Abstract

Dry eye disease can be a consequence of lacrimal gland insufficiency in Sjögren’s Syndrome or increased tear film evaporation despite normal lacrimal gland function. To determine if there is a correlation between severity effects in these models and underlying pathophysiological responses, we compared the time dependent changes in each of these parameters that occur during a 6 week period. Dry eye was induced in 6-week-old female C57BL/6 mice by exposing them to an Intelligently Controlled Environmental System (ICES). Sixty mice were housed in ICES for 1, 2, 4 and 6 weeks respectively. Twelve were raised in normal environment and received subcutaneous injections of scopolamine hydrobromide (SCOP) 3 times daily for 5 days. Another sixty mice were housed in a normal environment and received no treatment. Corneal fluorescein staining along with corneal MMP-9 and caspase-3 level measurements were performed in parallel with the TUNEL assay. Interleukin-17(IL-17), IL-23, IL-6, IL-1, TNF-α, IFN-γ and TGF-β2 levels were estimated by real-time PCR measurements of conjunctival and lacrimal gland samples (LGs). Immunohistochemistry of excised LGs along with flow cytometry in cervical lymph nodes evaluated immune cell infiltration. Light and transmission electron microscopy studies evaluated LGs cytoarchitectural changes. ICES induced corneal epithelial destruction and apoptosis peaked at 2 weeks and kept stable in the following 4 weeks. In the ICES group, lacrimal gland proinflammatory cytokine level increases were much lower than those in the SCOP group. In accord with the lower proinflammatory cytokine levels, in the ICES group, lacrimal gland cytosolic vesicular density and size exceeded that in the SCOP group. ICES and SCOP induced murine dry eye effects became progressively more severe over a two week period. Subsequently, the disease process stabilized for the next four weeks. ICES induced local effects in the ocular surface, but failed to elicit lacrimal gland inflammation and cytoarchitectural changes, which accounts for less dry eye severity in the ICES model than that in the SCOP model.

Highlights

  • Dry eye (DE) disease therapeutic management can be limited to providing palliative relief since its underlying mechanisms are not fully understood [1,2,3]

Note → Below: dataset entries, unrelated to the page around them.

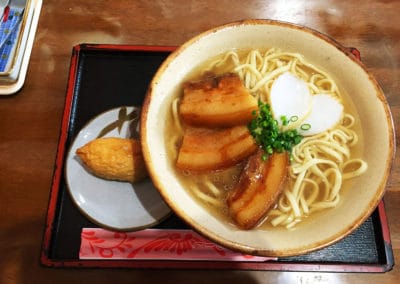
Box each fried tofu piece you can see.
[176,125,258,172]
[227,150,289,230]
[179,73,258,127]
[76,137,147,183]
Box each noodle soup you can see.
[165,48,367,229]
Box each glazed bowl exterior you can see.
[141,20,394,256]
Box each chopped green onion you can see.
[300,123,311,130]
[248,101,304,159]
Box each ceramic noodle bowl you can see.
[141,20,394,256]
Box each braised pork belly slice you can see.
[179,73,258,127]
[176,125,257,172]
[227,151,289,230]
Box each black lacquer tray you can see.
[41,44,394,272]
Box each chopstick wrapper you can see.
[79,228,276,262]
[0,4,24,72]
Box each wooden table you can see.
[0,0,400,283]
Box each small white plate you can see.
[65,107,171,231]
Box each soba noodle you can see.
[167,48,367,228]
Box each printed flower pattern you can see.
[79,228,271,261]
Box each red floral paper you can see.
[79,228,275,261]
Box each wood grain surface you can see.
[0,0,400,284]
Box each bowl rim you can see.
[140,19,396,257]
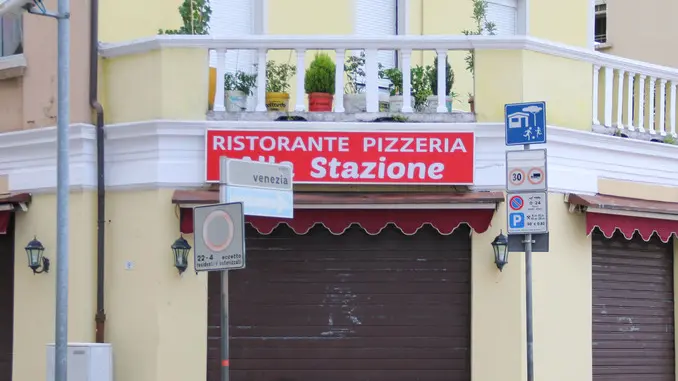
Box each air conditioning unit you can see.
[47,343,113,381]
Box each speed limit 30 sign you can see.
[506,149,547,192]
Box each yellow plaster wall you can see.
[99,0,184,42]
[106,190,207,381]
[471,194,592,381]
[102,49,208,123]
[13,192,97,380]
[526,0,591,47]
[475,50,593,131]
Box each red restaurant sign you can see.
[206,129,475,185]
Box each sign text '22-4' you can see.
[206,130,475,184]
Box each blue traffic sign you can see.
[509,212,525,229]
[504,102,546,146]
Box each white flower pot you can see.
[225,90,248,112]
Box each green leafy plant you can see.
[461,0,497,74]
[426,56,454,95]
[158,0,212,34]
[266,60,297,93]
[304,53,337,94]
[224,70,257,95]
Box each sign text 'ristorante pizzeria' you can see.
[206,130,475,184]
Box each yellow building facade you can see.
[0,0,678,381]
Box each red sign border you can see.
[203,127,477,186]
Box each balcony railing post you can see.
[593,65,600,125]
[294,49,306,112]
[254,49,266,112]
[659,79,667,136]
[212,49,226,112]
[400,49,413,113]
[365,49,379,112]
[436,49,447,112]
[334,49,346,112]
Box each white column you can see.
[638,74,647,132]
[647,77,657,135]
[626,72,636,131]
[436,49,447,112]
[659,79,667,136]
[669,81,676,137]
[212,49,226,111]
[254,49,266,112]
[593,65,600,126]
[400,50,414,113]
[365,49,379,112]
[603,66,614,127]
[334,49,346,112]
[617,69,624,130]
[294,49,306,112]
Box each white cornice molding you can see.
[0,120,678,194]
[99,35,678,80]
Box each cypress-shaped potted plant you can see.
[426,56,454,112]
[266,60,297,111]
[224,70,257,112]
[304,53,337,111]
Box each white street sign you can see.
[506,192,549,234]
[219,157,294,218]
[506,149,547,192]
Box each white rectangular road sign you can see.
[219,157,294,218]
[193,202,245,271]
[506,192,549,234]
[506,149,548,192]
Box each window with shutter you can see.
[487,0,518,35]
[210,0,256,73]
[354,0,398,87]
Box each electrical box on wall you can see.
[47,343,113,381]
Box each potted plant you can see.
[304,53,337,112]
[426,56,456,112]
[461,0,497,113]
[224,70,257,112]
[266,60,297,111]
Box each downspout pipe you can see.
[89,0,106,343]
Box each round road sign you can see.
[509,168,525,185]
[202,210,235,253]
[509,196,525,210]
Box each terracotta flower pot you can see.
[308,93,333,112]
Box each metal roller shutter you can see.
[208,225,471,381]
[354,0,398,88]
[593,232,675,381]
[487,0,518,35]
[210,0,255,73]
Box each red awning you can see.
[173,191,504,235]
[568,194,678,243]
[0,210,11,234]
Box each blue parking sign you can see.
[504,102,546,146]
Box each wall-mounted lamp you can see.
[172,235,191,274]
[25,237,49,274]
[492,231,508,271]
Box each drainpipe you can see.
[89,0,106,343]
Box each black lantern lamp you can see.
[25,237,49,274]
[492,231,508,271]
[172,235,191,274]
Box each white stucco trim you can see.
[99,33,678,81]
[0,120,678,194]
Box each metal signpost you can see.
[504,102,549,381]
[193,157,294,381]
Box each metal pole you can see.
[226,270,230,381]
[219,180,231,381]
[524,234,534,381]
[54,0,71,381]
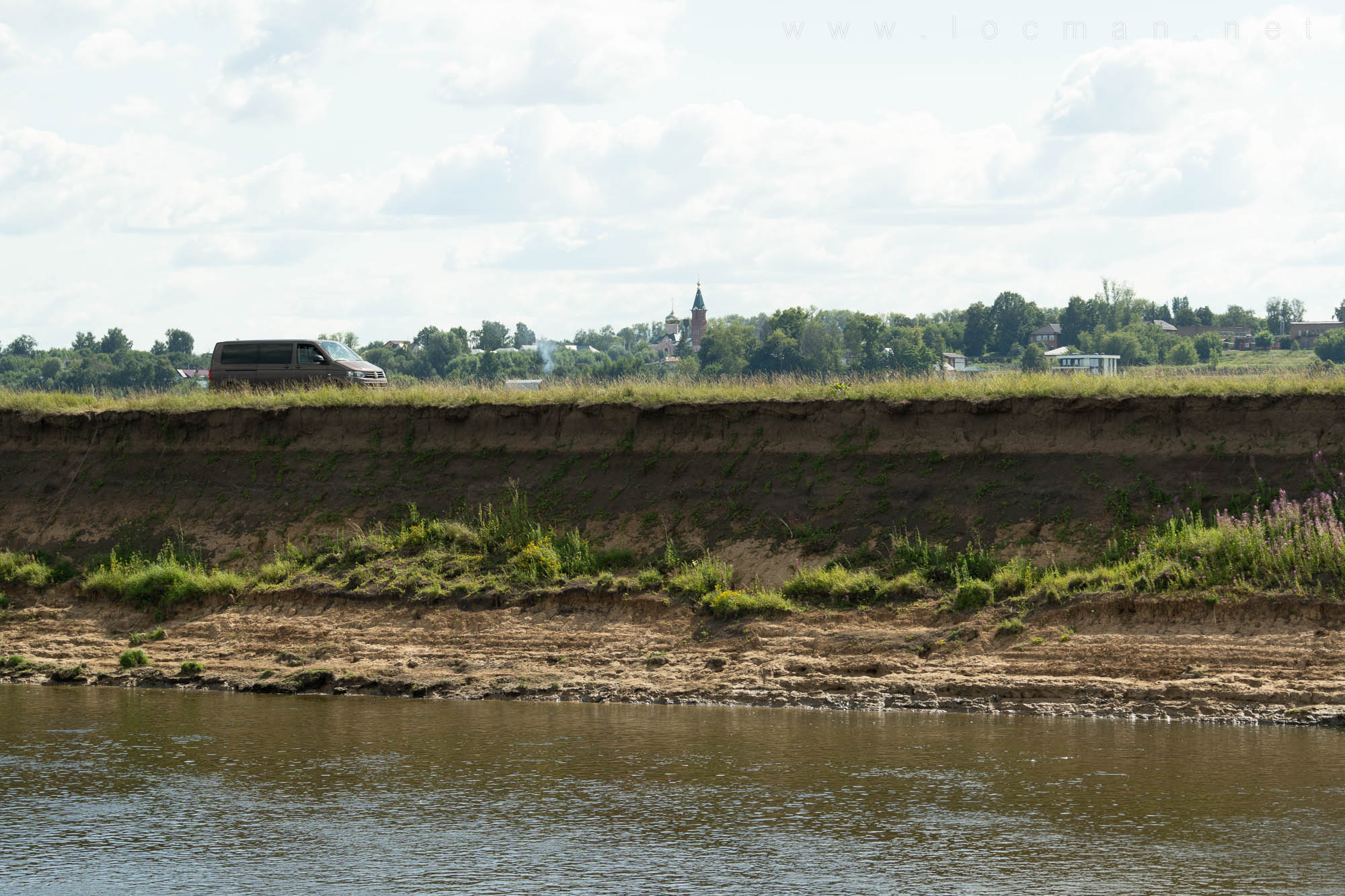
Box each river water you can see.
[0,686,1345,895]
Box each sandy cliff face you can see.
[0,395,1345,560]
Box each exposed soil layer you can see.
[7,395,1345,569]
[7,395,1345,723]
[0,585,1345,724]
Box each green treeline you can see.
[0,280,1345,393]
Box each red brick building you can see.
[691,280,706,351]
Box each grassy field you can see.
[7,360,1345,414]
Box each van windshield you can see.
[317,340,363,360]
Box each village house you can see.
[1050,354,1120,376]
[1174,324,1252,343]
[1289,320,1345,348]
[1028,324,1060,351]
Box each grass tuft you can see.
[668,556,737,598]
[117,650,149,669]
[85,542,246,610]
[701,588,803,619]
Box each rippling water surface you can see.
[0,686,1345,895]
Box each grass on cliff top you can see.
[0,367,1345,414]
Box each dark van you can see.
[210,339,387,389]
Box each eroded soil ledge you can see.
[0,585,1345,725]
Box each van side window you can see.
[219,341,261,364]
[257,341,295,364]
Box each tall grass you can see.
[7,367,1345,414]
[83,542,246,610]
[257,486,633,596]
[780,481,1345,612]
[0,551,75,588]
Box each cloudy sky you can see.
[0,0,1345,347]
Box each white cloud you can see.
[172,233,313,268]
[379,0,683,105]
[206,73,332,124]
[195,0,370,124]
[74,28,190,69]
[0,22,35,71]
[108,95,159,121]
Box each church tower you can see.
[691,280,705,351]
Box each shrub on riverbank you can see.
[117,650,149,669]
[256,489,635,599]
[0,551,75,588]
[83,544,246,610]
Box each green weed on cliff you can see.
[699,588,803,619]
[13,366,1345,414]
[83,544,246,610]
[0,551,74,588]
[256,486,635,600]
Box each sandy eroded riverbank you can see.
[0,585,1345,724]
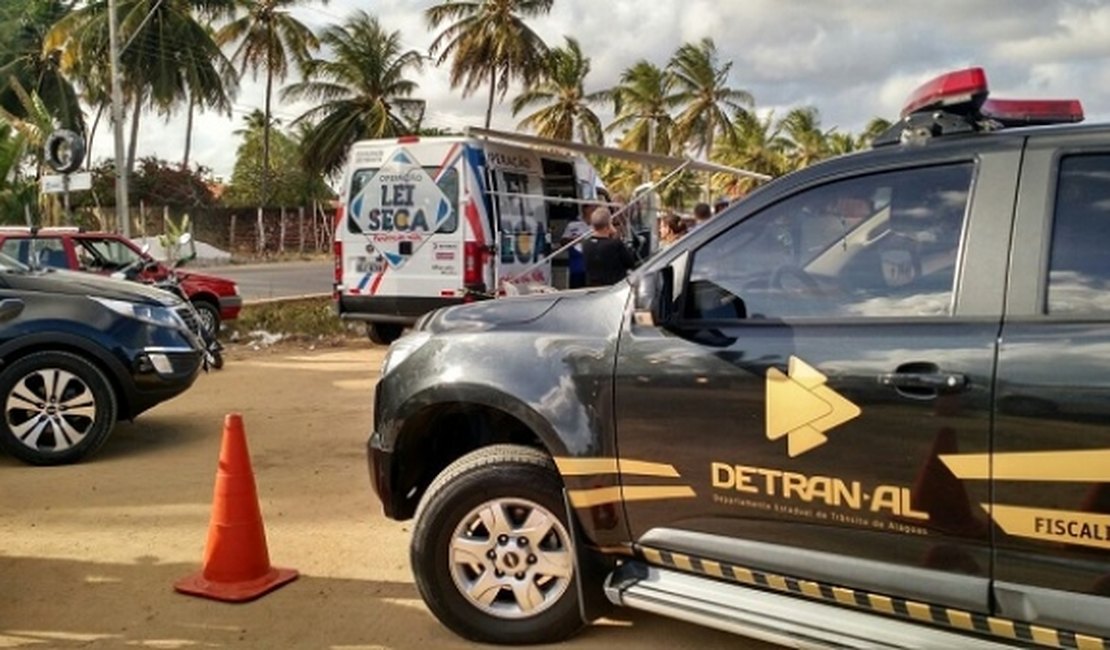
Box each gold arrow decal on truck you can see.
[767,356,862,458]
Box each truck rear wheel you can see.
[411,445,583,644]
[366,323,405,345]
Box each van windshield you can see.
[347,166,458,234]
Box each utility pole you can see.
[108,0,131,237]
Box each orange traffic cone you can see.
[173,413,297,602]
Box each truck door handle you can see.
[878,364,968,397]
[879,373,968,392]
[0,298,23,322]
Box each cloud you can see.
[93,0,1110,175]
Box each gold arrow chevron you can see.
[767,356,862,458]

  • aqueous-deficient dry eye (ADDE) is characterized by a lack of tear production and secretion by the lacrimal glands [6], while evaporative dry eye (EDE) is caused by excessive tear evaporation, which leads to tear film instability with normal tear production

  • The Intelligently Controlled Environmental System (ICES) model is believed to model evaporative dry eye disease whereas the scopolamine model mimics Sjögren’s syndrome mediated lacrimal gland fibrosis and autoimmune rejection resulting in aqueous deficiency [8, 9, 17]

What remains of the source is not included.